Ben Zhao JM Practice Talk

An Efficient Factor from Basis Anomalies

    Date:  10/03/2016 (Mon)

    Time:  11:30am- 1:00pm

    Location:  Seminar will be held on-site: Social Sciences 111

    Organizer:  Jia Li, Ph.D.


Meeting Schedule: (Not currently open for scheduling. Please contact the seminar organizer listed above.)

    All meetings will be held in the same location as the seminar unless otherwise noted.

   11:30am - Seminar Presentation (11:30am to 1:00pm)

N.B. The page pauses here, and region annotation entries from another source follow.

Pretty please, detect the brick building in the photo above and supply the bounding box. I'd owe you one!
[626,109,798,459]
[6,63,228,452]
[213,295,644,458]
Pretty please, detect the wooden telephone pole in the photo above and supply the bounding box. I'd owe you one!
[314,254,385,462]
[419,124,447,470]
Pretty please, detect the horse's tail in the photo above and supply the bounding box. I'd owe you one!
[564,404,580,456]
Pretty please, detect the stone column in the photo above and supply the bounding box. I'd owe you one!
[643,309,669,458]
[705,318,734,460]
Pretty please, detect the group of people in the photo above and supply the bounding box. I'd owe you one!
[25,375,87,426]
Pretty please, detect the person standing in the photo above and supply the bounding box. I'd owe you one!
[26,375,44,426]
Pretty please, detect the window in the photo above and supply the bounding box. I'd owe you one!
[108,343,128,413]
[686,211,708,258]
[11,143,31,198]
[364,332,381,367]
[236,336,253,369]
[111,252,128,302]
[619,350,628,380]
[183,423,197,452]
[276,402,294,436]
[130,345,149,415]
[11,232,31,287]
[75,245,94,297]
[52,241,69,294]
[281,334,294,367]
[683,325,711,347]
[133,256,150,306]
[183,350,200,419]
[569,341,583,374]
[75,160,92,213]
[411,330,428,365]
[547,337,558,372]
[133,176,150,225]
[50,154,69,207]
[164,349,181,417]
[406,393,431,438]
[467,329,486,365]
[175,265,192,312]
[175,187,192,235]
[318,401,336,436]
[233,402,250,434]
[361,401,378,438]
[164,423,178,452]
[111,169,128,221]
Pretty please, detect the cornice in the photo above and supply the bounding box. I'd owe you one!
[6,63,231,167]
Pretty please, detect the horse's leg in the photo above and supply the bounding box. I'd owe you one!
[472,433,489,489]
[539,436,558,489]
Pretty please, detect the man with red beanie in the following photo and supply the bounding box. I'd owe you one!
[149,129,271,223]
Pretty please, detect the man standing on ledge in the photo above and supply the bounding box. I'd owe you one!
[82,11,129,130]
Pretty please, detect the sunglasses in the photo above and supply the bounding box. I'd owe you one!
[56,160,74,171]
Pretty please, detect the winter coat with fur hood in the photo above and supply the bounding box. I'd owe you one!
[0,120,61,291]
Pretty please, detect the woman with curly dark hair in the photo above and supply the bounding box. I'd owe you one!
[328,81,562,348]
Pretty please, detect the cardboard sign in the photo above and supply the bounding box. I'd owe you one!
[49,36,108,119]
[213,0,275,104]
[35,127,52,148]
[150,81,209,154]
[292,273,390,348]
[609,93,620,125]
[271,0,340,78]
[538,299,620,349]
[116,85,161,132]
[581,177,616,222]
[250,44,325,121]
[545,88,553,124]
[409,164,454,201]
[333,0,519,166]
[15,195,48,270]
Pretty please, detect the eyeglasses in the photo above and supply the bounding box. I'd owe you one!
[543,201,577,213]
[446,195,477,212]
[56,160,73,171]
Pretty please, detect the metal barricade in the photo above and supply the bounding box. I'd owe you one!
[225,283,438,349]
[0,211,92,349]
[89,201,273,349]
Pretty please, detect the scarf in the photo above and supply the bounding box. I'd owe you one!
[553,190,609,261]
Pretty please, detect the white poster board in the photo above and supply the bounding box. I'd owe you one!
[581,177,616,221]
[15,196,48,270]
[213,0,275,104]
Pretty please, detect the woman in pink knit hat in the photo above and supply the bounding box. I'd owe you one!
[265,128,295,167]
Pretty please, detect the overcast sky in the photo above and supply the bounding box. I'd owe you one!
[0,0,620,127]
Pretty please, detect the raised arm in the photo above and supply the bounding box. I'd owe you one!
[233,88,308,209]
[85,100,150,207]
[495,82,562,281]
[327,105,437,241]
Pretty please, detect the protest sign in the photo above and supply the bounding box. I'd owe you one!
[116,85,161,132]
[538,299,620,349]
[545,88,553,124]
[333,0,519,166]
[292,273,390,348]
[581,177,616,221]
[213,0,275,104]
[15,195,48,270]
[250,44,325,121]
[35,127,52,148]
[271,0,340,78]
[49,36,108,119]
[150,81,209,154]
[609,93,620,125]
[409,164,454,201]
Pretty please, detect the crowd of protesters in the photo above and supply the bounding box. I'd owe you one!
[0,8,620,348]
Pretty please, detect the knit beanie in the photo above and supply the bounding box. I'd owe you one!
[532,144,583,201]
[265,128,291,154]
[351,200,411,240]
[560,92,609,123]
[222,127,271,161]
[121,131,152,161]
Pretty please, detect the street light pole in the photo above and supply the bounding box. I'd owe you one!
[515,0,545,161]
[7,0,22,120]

    Additional Comments:  A look-ahead-bias-free, ex-ante efficient portfolio from Size, B/M and Momentum anomalies has an ex-post Sharpe ratio of 2.3. It picks up the non-monotonic benefits from characteristics that cannot be captured by the multi-factors and eliminates 39 out of 42 unique anomalies. Using tests of cross-sectional regressions, mean-variance efficiency, miss-specification, model comparison and spurious factors, the 1-factor significantly out-perform the combined (or separate) 11 factors: MKT-Rf, SMB, HML, MOM, RMW, CMA, qME, qIA, qROE, QMJ, LIQ among combinations of 147 test assets. The efficient factor is priced at the firm-level with 12% per year spread. Optimal mix of new exotic characteristics can be engineered to pass existing testing tools as “unique anomalies”, yet are completely manifested by the efficient factor. A theory where assets are priced recursively w.r.t. the group-specific efficient factor shows that “anomalous” predictabilities are equivalent to 1-factor pricing, regardless of rational/behavioral cause. An implied Stochastic Discount Factor return deduced from the efficient factor is consistent with economic theory.